Iteration 4: left = 9, right = 9

• mid = (9 + 9) // 2 = 9
• Trips at time 9: 9//2 + 9//3 + 9//5 = 4 + 3 + 1 = 8
• feasible(9) = (8 >= 8) → true
• first_true_index = 9, right = 9 - 1 = 8

Termination: left = 9 > right = 8, exit loop

Result: first_true_index = 9

Verification: At time 9, buses complete exactly 8 trips. At time 8, only 7 trips - insufficient.

Time and Space Complexity

The time complexity is O(n × log(m × k)), where:

• n is the length of the array time (used in the sum computation within the key function)
• m is the minimum value in the array time (found by min(time))
• k is totalTrips

The binary search operates on a range from 0 to mx = min(time) × totalTrips, which has O(m × k) elements. Each binary search iteration calls the key function lambda x: sum(x // v for v in time), which takes O(n) time to compute the sum over all buses. Since binary search performs O(log(m × k)) iterations, the total time complexity is O(n × log(m × k)).

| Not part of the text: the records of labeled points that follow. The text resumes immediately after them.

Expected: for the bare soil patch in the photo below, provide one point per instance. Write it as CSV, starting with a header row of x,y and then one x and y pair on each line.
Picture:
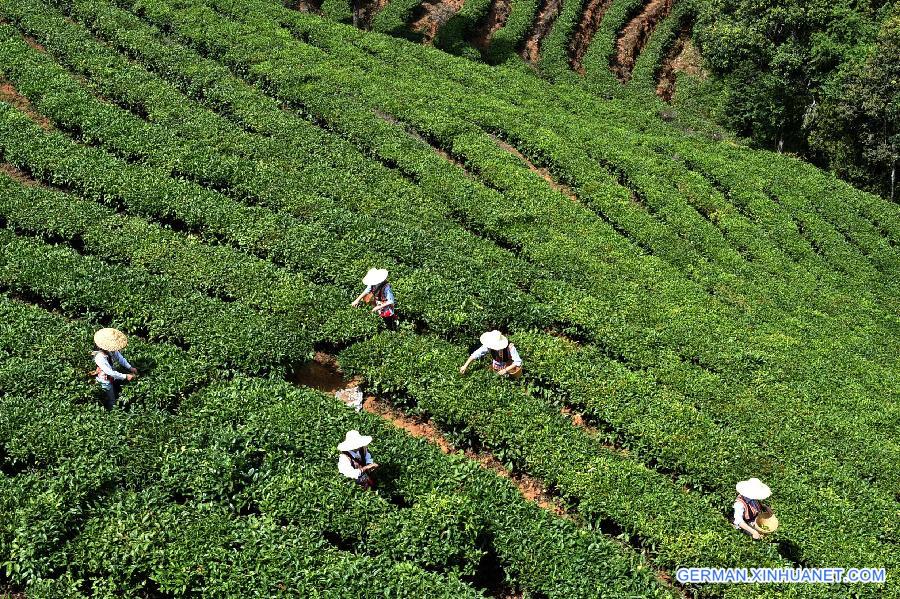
x,y
432,15
584,33
492,22
34,43
543,172
530,488
634,36
542,25
17,175
11,96
669,67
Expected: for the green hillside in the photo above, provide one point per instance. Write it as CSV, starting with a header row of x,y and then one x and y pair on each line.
x,y
214,177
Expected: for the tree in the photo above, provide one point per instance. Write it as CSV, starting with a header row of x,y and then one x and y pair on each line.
x,y
857,126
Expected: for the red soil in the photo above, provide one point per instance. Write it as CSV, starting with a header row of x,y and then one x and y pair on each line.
x,y
493,21
634,36
543,22
530,488
665,87
544,173
11,96
584,33
434,14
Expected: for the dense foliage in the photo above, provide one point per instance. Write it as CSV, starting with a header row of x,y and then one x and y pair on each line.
x,y
819,78
214,177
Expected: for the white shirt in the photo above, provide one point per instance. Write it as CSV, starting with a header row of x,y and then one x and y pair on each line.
x,y
346,468
739,512
483,351
106,370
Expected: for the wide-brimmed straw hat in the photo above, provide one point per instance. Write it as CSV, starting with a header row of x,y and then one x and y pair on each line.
x,y
353,440
375,276
494,340
753,488
110,339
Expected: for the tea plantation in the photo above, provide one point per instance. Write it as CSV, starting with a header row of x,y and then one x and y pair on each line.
x,y
215,177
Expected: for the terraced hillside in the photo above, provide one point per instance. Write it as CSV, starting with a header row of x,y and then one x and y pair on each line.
x,y
596,43
215,176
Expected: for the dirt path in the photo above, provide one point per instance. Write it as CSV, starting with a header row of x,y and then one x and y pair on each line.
x,y
530,488
432,14
323,373
17,175
11,96
584,33
419,137
633,37
542,25
492,22
543,172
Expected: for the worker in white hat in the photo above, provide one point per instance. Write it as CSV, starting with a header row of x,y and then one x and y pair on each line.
x,y
750,515
505,359
110,343
355,461
378,292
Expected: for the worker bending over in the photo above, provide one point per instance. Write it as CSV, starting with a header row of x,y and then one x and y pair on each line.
x,y
750,515
505,359
355,461
110,343
378,292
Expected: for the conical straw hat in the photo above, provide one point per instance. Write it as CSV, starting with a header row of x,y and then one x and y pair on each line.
x,y
494,340
767,524
110,339
375,276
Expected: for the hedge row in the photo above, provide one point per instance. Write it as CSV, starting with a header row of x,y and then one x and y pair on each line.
x,y
256,456
229,335
664,428
498,295
527,434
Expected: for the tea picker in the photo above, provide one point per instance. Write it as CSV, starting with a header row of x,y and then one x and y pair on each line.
x,y
505,360
355,461
750,515
378,292
110,343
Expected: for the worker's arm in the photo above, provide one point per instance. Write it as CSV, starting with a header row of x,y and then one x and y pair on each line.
x,y
370,463
739,521
347,469
103,364
388,300
477,354
355,302
121,360
516,360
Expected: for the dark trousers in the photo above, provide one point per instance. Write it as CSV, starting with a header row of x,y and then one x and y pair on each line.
x,y
111,391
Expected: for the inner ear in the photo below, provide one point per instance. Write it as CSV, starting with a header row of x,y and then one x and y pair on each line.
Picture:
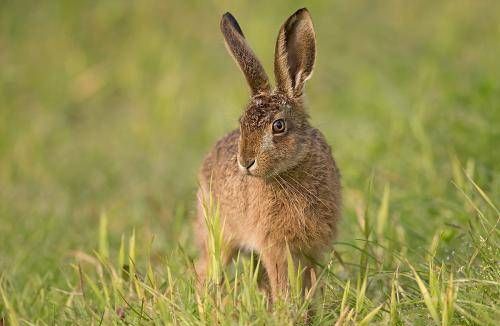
x,y
295,53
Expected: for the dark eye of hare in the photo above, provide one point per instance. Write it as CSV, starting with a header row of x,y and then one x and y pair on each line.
x,y
279,126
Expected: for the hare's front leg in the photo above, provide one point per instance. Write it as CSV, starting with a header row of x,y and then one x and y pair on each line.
x,y
275,264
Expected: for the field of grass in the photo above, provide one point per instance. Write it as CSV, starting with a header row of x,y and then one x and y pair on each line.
x,y
106,111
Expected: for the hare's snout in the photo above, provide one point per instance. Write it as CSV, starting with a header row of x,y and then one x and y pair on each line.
x,y
247,166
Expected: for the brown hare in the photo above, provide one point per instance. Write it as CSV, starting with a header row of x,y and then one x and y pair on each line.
x,y
274,178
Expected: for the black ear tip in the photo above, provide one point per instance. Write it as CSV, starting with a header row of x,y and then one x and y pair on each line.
x,y
229,18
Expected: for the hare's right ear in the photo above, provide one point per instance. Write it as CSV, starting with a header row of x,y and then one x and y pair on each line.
x,y
295,53
247,61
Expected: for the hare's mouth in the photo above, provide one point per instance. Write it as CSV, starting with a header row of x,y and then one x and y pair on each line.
x,y
248,167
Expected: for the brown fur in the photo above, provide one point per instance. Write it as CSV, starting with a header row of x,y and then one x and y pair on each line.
x,y
290,197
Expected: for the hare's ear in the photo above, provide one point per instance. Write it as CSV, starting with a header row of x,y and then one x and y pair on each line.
x,y
247,61
295,53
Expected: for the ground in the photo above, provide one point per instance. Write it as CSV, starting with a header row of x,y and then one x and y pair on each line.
x,y
106,111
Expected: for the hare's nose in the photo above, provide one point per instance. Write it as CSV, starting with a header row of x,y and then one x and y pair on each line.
x,y
246,164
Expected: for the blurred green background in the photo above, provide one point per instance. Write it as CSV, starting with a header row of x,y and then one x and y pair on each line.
x,y
110,107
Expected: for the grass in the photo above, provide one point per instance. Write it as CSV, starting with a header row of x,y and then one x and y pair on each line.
x,y
106,110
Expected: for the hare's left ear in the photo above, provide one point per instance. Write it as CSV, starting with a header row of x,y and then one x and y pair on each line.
x,y
295,53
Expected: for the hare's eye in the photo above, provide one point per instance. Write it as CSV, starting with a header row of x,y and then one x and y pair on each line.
x,y
279,126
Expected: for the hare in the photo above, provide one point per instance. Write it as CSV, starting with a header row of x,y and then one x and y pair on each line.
x,y
274,178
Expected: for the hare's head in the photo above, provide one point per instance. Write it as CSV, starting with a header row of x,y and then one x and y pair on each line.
x,y
275,132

The space complexity is O(1) as the algorithm only uses a constant amount of extra space for variables. The bisect_left function with a range object and key function doesn't create the entire range in memory but rather computes values on-the-fly, maintaining constant space usage.

Learn more about how to find time and space complexity quickly.

Common Pitfalls

1. Using Wrong Binary Search Template Variant

A common mistake is using the while left < right with right = mid variant instead of the standard template with first_true_index tracking.

Wrong approach:

while left < right:
    mid = (left + right) // 2
    if feasible(mid):
        right = mid  # Wrong: should be right = mid - 1
    else:
        left = mid + 1
return left  # Wrong: should return first_true_index

Correct approach (using template):

first_true_index = -1
while left <= right:
    mid = (left + right) // 2
    if feasible(mid):
        first_true_index = mid
        right = mid - 1
    else:
        left = mid + 1
return first_true_index

2. Integer Overflow for Large Inputs

When totalTrips is very large (up to 10^7) and min(time) is also large, the multiplication min(time) * totalTrips could overflow in languages with fixed integer sizes.

Solution: Use appropriate data types (long in Java, long long in C++, bigint in TypeScript):

long right = (long) minTime * totalTrips;  // Cast to long before multiplication

3. Forgetting to Handle Edge Cases

When all buses are very slow or totalTrips is 1, the result might be at the boundary.

Solution: The template handles this naturally since first_true_index will be set on the first feasible value found.

4. Off-by-One in Search Range

Starting with left = 0 instead of left = 1 can cause issues since time 0 results in 0 trips.

Solution: Always start with left = 1 as the minimum meaningful time value.